Jeunes volontaire s’adresse aux jeunes âgés de 16 à 29 ans qui ont une idée dans un domaine quelconque: musique, jardinage, photographie, sciences, littérature, etc. Pour notre part, on avait décidé d’apprendre à tisser mais aussi d’apprendre d’autres techniques de métiers d'art textiles traditionnelles: le tricot au crochet, la teinture de la laine, la ceinture fléchée, le feutrage et le filage au rouet de la laine, la chèvre angora, la soie, le coton mais aussi le lapin angora, le chien et le chat! On a même essayé de filer de la mousse de sécheuse et de nombril! 😉
On a monté notre dossier et avons été acceptées. Notre projet devait durer 6 mois au départ, d’octobre 2003 à mars 2004, et ne s’appelait pas encore Rien ne se perd, tout se crée… On s’était trouvé des professeurs pour nous enseigner ces techniques et un local à St-Sévère, dans lequel on est d’ailleurs toujours installées, afin de monter notre métier à tisser. Michelle Beauregard, de St-Élie-de-Caxton, venait nous enseigner les rudiments du tissage une fois par semaine. Fred Pellerin nous a montré comment faire de la ceinture fléchée, Micheline Wagner-Deschênes nous a appris à tricoter au crochet et Diane Gonthier, de la Ferme La butte magique à St-Faustin nous a donné les cours de filage, teinture et feutrage.
On doit l’avouer, à ce moment-là, notre but n’était vraiment pas de fonder une entreprise mais bien plus d’avoir du fun à apprendre tout cela! On était loin d’avoir des visées à long terme! À la fin de notre projet, on a monté une exposition dans notre local de St-Sévère dans laquelle nous avons invité tous nos profs à venir faire des démonstrations avec nous. On avait rédigé un communiqué de presse qui avait attiré plus de 300 personnes. Pas mal pour un village du même nombre!
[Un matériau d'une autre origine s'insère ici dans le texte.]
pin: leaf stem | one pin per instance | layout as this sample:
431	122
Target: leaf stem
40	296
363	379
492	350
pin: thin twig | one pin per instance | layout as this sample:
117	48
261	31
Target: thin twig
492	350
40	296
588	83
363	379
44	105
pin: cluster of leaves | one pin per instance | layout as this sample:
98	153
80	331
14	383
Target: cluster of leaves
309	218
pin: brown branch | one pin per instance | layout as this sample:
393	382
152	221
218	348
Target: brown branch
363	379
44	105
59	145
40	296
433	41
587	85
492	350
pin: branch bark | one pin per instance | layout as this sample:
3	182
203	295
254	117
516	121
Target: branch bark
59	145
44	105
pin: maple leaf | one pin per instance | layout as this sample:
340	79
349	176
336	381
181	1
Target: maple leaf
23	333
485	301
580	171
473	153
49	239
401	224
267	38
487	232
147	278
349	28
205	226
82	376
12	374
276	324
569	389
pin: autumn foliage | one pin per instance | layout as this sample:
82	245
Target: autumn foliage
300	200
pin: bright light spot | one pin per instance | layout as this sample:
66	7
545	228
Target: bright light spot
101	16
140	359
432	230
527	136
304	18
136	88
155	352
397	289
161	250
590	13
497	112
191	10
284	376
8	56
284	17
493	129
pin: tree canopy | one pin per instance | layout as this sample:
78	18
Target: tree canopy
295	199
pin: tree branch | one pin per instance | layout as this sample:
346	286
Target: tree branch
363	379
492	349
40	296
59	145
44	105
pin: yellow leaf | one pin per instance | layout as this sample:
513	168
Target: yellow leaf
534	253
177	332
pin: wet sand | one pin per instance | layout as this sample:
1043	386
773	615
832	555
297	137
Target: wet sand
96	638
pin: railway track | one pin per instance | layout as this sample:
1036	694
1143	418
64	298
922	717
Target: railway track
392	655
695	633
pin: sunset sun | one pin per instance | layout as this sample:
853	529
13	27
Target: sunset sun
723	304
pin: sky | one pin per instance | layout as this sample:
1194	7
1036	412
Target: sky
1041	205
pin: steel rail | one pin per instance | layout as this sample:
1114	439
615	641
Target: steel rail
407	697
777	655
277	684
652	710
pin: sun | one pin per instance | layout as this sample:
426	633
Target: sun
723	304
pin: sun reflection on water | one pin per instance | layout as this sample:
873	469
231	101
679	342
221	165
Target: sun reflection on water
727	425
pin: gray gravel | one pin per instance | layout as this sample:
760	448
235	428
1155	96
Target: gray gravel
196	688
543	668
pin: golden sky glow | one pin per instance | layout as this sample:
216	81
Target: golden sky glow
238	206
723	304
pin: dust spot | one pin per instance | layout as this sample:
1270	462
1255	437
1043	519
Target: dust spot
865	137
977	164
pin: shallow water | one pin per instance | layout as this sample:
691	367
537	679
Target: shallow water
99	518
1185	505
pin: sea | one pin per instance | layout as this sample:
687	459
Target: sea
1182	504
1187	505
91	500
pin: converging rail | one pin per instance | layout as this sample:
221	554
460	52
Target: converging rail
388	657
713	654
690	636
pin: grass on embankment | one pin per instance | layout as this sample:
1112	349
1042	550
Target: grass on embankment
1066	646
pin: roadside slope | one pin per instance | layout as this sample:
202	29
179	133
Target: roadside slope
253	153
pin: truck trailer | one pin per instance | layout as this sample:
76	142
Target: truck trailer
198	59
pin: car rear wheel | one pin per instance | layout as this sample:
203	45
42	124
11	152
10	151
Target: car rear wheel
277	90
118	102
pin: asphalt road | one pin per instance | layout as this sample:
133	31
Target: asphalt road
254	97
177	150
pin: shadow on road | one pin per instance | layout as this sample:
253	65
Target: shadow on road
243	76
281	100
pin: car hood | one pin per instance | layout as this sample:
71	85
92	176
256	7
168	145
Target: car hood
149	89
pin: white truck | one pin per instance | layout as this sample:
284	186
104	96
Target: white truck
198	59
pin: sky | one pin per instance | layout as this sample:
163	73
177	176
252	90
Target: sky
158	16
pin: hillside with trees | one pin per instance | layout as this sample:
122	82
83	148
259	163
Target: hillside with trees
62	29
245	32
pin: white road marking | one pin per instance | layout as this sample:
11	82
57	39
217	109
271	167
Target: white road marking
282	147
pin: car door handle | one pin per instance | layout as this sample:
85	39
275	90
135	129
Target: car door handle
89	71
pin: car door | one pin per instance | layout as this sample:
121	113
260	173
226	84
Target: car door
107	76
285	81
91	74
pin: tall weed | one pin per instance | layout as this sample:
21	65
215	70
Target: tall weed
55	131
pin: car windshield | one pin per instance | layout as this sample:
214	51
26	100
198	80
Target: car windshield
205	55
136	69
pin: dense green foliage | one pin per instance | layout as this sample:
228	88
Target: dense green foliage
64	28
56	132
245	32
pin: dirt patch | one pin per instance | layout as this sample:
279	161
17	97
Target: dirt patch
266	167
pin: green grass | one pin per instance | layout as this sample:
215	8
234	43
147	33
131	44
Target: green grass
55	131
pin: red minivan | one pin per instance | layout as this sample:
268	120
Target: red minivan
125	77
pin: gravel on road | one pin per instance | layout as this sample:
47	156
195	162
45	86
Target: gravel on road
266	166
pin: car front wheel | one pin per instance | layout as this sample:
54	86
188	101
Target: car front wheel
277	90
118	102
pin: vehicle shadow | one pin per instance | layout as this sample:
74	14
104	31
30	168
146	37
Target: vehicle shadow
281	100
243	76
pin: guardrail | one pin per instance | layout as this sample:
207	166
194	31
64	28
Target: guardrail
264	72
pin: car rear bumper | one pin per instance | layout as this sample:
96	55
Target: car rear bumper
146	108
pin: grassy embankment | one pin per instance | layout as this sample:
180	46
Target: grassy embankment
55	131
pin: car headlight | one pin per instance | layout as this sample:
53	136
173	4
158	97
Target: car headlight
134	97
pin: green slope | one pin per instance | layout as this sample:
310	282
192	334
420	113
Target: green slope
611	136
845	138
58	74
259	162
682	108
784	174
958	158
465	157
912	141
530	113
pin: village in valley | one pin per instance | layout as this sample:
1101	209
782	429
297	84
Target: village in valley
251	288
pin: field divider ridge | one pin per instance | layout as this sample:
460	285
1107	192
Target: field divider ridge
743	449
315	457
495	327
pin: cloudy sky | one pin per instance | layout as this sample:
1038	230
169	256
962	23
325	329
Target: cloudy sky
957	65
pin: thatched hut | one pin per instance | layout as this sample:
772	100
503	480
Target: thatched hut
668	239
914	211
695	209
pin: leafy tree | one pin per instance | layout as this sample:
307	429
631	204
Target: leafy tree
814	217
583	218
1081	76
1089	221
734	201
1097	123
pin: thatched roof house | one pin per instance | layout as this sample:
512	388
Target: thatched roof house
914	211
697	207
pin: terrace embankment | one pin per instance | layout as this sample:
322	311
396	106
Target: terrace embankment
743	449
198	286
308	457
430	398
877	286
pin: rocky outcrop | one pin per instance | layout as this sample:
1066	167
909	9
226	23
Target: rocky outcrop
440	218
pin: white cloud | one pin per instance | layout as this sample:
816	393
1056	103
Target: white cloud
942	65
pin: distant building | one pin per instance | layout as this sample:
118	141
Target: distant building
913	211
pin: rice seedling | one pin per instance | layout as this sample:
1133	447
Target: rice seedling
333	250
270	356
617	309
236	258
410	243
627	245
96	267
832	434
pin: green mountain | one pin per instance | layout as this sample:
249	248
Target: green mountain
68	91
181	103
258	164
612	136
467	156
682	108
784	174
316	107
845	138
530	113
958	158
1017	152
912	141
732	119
Des jeunes plein de motivation!
En avril 2004, on était donc rendues à la croisée des chemins: j’ai 20 ans, qu’est-ce que je fais? Qu’est-ce que je fais? Je m’arrête ou je continue? J’ai 20 ans, où j’en suis? À la fin ou au début? On a plutôt choisi le dernier mot de cette fameuse chanson de Plastic! On s’est dit que ça serait un peu twit d’avoir acquis du matériel (on était maintenant rendues à 2 métiers à tisser et un petit inventaire de fil) et des connaissances et de passer à autre chose.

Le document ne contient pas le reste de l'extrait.